The researchers discovered that providing glucocorticoids, an anti-inflammatory drug, together with mechanotherapy blocked important pro-inflammatory pathways and brought the level of total inflammation in injured elderly muscle to that of injured young muscle. However, at the molecular level, muscle cells continued to undergo mechanotransduction. By reducing the detrimental effects of inflammation, wounded, aging muscles may respond favorably to the mechanical stimulus given by the robot.

“It is well-known that, with age, many of the normal processes of muscle healing and inflammation change.

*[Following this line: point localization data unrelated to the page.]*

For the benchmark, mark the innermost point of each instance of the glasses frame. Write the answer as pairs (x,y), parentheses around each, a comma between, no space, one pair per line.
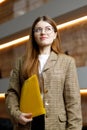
(47,30)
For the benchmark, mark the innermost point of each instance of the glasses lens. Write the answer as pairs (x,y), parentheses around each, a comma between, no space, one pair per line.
(46,30)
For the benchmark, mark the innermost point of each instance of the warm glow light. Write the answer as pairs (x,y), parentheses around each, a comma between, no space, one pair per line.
(2,95)
(83,90)
(1,1)
(72,22)
(26,38)
(14,42)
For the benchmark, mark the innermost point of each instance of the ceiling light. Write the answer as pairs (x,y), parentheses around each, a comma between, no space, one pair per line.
(26,38)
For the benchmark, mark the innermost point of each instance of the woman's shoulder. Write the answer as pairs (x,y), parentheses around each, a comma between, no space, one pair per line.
(66,58)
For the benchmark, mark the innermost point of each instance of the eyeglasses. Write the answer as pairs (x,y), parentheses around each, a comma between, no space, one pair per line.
(47,30)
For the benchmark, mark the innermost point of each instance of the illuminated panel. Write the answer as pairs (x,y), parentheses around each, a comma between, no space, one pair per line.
(26,38)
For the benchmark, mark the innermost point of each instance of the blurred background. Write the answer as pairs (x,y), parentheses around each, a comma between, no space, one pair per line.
(16,18)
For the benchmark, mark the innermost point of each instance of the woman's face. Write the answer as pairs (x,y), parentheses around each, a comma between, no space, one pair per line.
(44,34)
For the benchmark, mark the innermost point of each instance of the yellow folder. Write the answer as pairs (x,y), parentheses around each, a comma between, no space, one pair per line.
(31,101)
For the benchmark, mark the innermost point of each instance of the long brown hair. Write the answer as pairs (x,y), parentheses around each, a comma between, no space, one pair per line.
(30,66)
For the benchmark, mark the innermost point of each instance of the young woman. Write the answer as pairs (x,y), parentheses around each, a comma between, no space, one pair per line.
(57,77)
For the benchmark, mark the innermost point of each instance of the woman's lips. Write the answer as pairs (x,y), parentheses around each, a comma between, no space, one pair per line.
(43,38)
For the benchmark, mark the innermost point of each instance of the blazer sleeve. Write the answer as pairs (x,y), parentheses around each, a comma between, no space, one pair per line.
(72,98)
(13,93)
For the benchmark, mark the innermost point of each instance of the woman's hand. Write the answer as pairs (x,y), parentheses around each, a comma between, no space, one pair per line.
(25,118)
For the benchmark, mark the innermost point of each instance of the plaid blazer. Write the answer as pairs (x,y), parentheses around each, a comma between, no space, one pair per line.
(61,94)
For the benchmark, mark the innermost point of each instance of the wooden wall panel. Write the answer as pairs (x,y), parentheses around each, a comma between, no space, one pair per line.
(73,40)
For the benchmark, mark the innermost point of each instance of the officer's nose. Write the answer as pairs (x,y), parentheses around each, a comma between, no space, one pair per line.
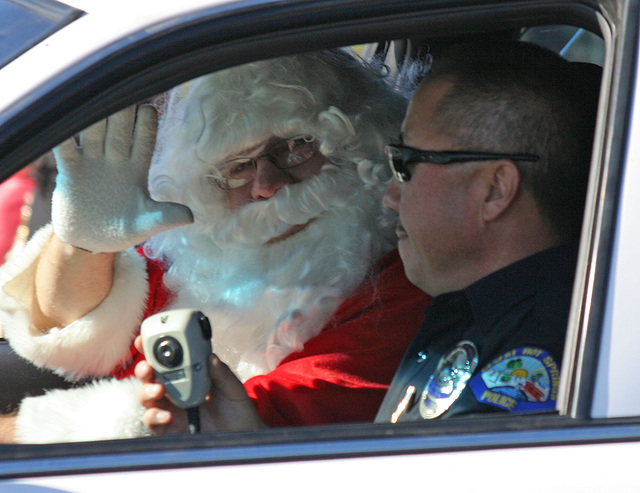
(391,197)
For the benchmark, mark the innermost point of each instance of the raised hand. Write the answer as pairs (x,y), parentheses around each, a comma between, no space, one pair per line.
(101,202)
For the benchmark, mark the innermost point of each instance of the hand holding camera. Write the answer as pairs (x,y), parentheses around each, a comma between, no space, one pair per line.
(177,344)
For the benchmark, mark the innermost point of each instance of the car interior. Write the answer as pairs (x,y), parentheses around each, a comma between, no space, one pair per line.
(575,35)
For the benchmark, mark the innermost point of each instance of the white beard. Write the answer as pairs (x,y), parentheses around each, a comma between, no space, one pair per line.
(265,301)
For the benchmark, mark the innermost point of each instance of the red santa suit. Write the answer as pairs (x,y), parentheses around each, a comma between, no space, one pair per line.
(342,374)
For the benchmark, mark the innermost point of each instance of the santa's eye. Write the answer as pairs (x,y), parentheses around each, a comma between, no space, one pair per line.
(294,151)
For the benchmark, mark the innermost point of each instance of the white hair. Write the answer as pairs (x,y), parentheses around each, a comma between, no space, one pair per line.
(265,301)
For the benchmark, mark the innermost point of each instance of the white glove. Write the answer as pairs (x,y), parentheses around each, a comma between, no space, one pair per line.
(101,202)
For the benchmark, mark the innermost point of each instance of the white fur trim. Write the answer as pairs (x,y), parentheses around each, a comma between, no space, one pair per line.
(92,345)
(103,410)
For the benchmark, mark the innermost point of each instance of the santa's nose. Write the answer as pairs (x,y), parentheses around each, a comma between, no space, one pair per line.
(269,179)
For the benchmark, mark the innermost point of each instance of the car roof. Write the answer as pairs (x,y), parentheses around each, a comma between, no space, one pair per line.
(102,25)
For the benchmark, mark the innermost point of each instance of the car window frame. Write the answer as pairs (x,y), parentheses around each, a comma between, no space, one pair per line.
(83,101)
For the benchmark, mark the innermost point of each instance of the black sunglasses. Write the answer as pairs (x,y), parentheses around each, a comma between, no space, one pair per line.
(400,157)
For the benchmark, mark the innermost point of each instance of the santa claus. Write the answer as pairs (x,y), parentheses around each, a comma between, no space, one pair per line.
(263,210)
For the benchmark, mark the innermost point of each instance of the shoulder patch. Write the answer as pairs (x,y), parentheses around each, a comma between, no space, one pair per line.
(523,380)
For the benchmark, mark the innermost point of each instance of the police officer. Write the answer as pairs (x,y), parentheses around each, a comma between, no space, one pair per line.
(489,185)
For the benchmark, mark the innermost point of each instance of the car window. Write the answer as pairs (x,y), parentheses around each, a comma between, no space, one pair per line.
(390,56)
(26,23)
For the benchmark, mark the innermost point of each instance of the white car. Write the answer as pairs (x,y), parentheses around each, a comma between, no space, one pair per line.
(65,66)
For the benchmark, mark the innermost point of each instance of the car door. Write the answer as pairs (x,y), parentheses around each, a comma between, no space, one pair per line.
(587,445)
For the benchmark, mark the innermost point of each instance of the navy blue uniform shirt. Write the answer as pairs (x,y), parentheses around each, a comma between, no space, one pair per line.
(516,319)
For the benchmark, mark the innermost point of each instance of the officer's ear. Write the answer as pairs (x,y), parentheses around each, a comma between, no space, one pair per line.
(502,182)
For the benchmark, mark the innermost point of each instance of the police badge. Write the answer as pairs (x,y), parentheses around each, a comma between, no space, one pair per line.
(449,379)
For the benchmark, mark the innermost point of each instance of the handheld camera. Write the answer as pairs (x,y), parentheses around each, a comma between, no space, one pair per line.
(176,344)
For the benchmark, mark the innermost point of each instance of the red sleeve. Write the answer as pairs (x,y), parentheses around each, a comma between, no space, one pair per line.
(157,300)
(342,374)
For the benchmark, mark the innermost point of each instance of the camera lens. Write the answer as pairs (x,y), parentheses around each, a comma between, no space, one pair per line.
(168,352)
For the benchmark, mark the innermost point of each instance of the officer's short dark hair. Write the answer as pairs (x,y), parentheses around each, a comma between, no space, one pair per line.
(517,97)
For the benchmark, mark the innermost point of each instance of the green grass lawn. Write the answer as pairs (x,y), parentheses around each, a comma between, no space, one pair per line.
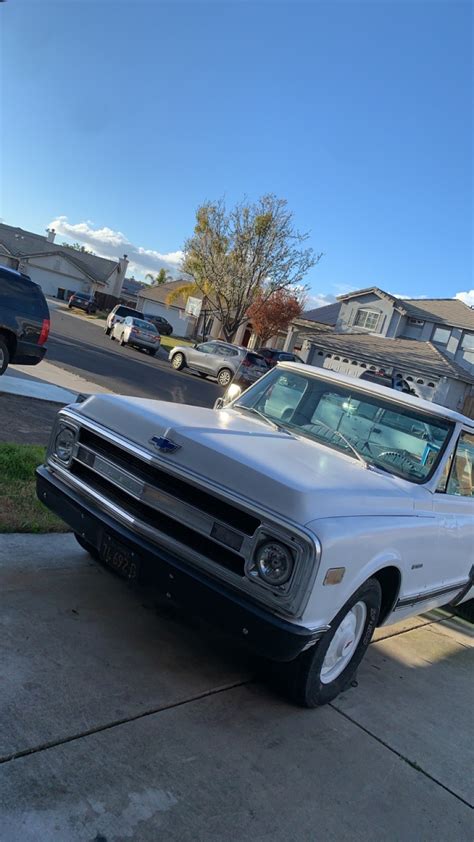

It’s important to question whether the same mechanisms seen in studies performed in young animals stay the same as the body ages,” McNamara says. “By leveraging what we learned in this study and our previous work and combining it with growing expertise in wearable soft robotic systems, we believe that in the future personalized mechanotherapeutic approaches can be developed to heal injuries across all ages.”

“This discovery that a non-invasive mechanotherapy can stimulate muscle repair in the elderly when combined with anti-inflammatory therapy opens an entirely new path for regeneration and repair in older populations. Mechanotherapies clearly have immense potential to change the lives of patients, but it is truly cross-disciplinary collaborations, such as the one between Dave Mooney’s and Conor Walsh’s groups at the Wyss Institute, that set the stage for advancing them into clinical realities,” said Wyss Founding Director Donald Ingber, M.D., Ph.D., who is also the Judah Folkman Professor of Vascular Biology at Harvard Medical School and Boston Children’s Hospital, and the Hansjörg Wyss Professor of Bioinspired Engineering at the Harvard John A. Paulson School of Engineering and Applied Sciences.